La santé mentale a un coût à la fois organisationnel et en termes de productivité très important. Nous avons, en effet, noté que le coût de la santé mentale augmente drastiquement. On l’estime au niveau national à 3 000 €, par an et par salarié. C’est-à-dire qu’une entreprise de 1 000 salariés dépense chaque année trois millions d’euros du fait des conséquences négatives de la santé mentale de ses équipes. Cela reste un chiffre global, qui varie entre 1 000 et 5 000 €, par an et par salarié, en fonction du secteur d’activité, du contexte de l’entreprise et de l’âge moyen des équipes. Les troubles liés à la santé mentale constituent la première cause d’absentéisme (22% des arrêts maladie), mais aussi la première cause de départs non souhaités.
Quels sont les principaux facteurs qui aggravent la santé mentale des salariés ?
Le facteur le plus impactant sur la santé mentale des salariés est la qualité des relations sociales dans l’entreprise. Deuxième facteur aggravant, le manque de reconnaissance de la part des managers et des pairs – parmi les salariés ayant pensé à quitter leur entreprise pour des raisons liées à leur santé mentale, 56% n’ont pas le sentiment d’être reconnus au travail. Le salarié doit sentir qu’il a un impact dans l’entreprise et dans son équipe. Viennent ensuite d’autres facteurs, comme le manque de motivation, le manque d’évolution professionnelle ou de développement des compétences, le non-alignement avec les valeurs de l’entreprise, le sentiment de ne pas être aidé par ses pairs ou encore de ne pas être respecté. Tous ces éléments concourent à une mauvaise santé mentale chez les salariés et en expliquent le coût.

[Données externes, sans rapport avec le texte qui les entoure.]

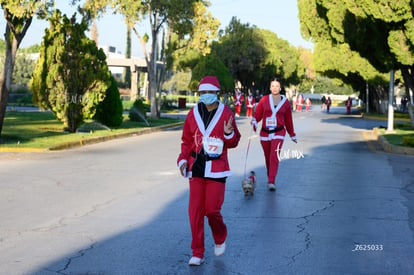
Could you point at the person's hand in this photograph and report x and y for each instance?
(183, 169)
(254, 125)
(228, 126)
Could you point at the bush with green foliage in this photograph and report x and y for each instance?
(408, 141)
(71, 76)
(109, 111)
(138, 111)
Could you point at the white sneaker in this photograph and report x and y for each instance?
(219, 249)
(195, 261)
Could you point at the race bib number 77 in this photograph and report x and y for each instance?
(213, 147)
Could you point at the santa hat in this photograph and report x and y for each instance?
(209, 83)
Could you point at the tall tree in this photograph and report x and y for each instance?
(177, 15)
(19, 15)
(241, 50)
(127, 70)
(380, 31)
(71, 77)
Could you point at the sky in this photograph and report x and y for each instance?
(279, 16)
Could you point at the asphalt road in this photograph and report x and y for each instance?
(120, 207)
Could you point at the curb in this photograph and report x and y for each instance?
(390, 148)
(88, 141)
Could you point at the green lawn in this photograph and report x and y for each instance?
(403, 135)
(42, 130)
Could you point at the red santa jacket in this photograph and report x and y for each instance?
(192, 141)
(250, 101)
(238, 98)
(266, 111)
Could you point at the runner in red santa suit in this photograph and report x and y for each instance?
(250, 101)
(348, 104)
(238, 100)
(276, 115)
(209, 131)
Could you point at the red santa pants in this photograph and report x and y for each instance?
(237, 109)
(206, 199)
(271, 150)
(249, 111)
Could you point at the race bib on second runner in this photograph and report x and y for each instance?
(271, 122)
(213, 147)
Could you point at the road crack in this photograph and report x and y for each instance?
(302, 230)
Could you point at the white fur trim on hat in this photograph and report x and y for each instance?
(207, 87)
(209, 83)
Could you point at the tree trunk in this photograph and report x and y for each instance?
(408, 76)
(411, 113)
(6, 75)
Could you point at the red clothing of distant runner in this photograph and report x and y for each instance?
(250, 101)
(238, 100)
(272, 142)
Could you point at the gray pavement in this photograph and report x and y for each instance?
(120, 207)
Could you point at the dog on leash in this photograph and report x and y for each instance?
(249, 184)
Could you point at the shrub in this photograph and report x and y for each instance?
(109, 111)
(137, 111)
(408, 141)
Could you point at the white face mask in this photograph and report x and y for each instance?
(208, 99)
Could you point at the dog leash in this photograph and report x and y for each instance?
(247, 153)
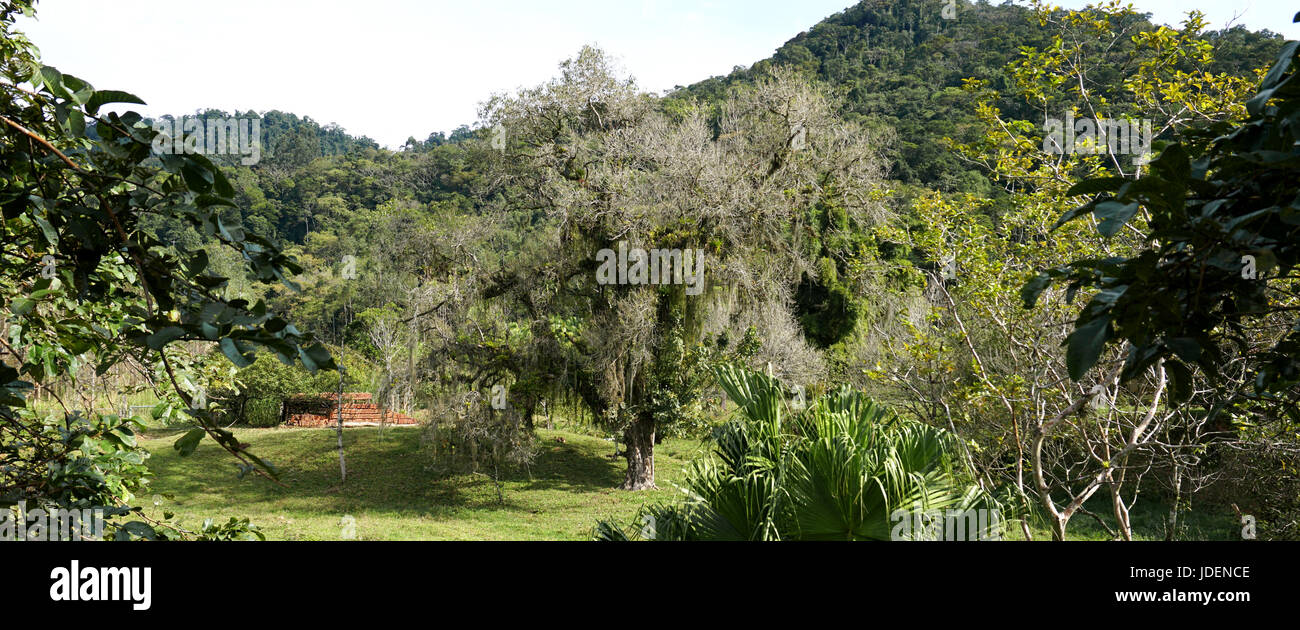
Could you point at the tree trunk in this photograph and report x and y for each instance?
(638, 441)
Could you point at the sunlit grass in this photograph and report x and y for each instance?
(394, 492)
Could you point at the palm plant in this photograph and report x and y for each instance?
(836, 470)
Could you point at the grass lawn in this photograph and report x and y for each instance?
(391, 491)
(394, 492)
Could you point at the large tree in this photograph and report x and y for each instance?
(611, 169)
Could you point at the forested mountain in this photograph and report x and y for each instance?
(900, 64)
(879, 209)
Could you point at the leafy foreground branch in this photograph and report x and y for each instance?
(85, 285)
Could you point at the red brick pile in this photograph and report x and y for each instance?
(321, 409)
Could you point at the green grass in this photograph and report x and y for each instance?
(393, 490)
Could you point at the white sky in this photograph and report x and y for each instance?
(393, 69)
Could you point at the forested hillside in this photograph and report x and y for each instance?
(880, 244)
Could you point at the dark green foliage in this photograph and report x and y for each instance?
(1225, 238)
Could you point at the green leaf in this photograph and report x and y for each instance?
(104, 96)
(22, 305)
(232, 351)
(164, 337)
(1096, 185)
(1086, 344)
(1113, 216)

Quelles sont les actions que peuvent mener les entreprises pour agir concrètement sur la prévention?
Les entreprises doivent arrêter de traiter la santé mentale comme une variable d’ajustement. En cas de dégradation de sa situation économique, l’entreprise va couper tout ce qui est lié au bien-être des salariés pour s’attacher à la production et à la productivité. Or la santé n’est pas un « nice to have » mais bien un « must have », soit un élément « business » qui doit être traité comme un pilier stratégique pour la productivité et la compétitivité de l’entreprise. Elles peuvent commencer par mesurer l’impact de la santé mentale. Mais elles doivent surtout se transformer, transformer leur culture et leurs méthodes de management en interne pour ne plus être une source de dégradation de santé mentale. On recommande, au niveau collectif, de partager du sens avec les collaborateurs soit, au-delà de fixer des objectifs, de donner du sens et de montrer l’impact de ces objectifs ; d’adopter la culture d’un feed-back qui soit à la fois franc et bienveillant ; de développer une culture du management juste et transparente, et une communication sociale bénéfique pour les salariés. Et enfin d’encourager la culture de la reconnaissance pour que les salariés se sentent à la fois reconnus et valorisés. Les entreprises doivent également les accompagner au niveau individuel et prendre en compte leur situation personnelle.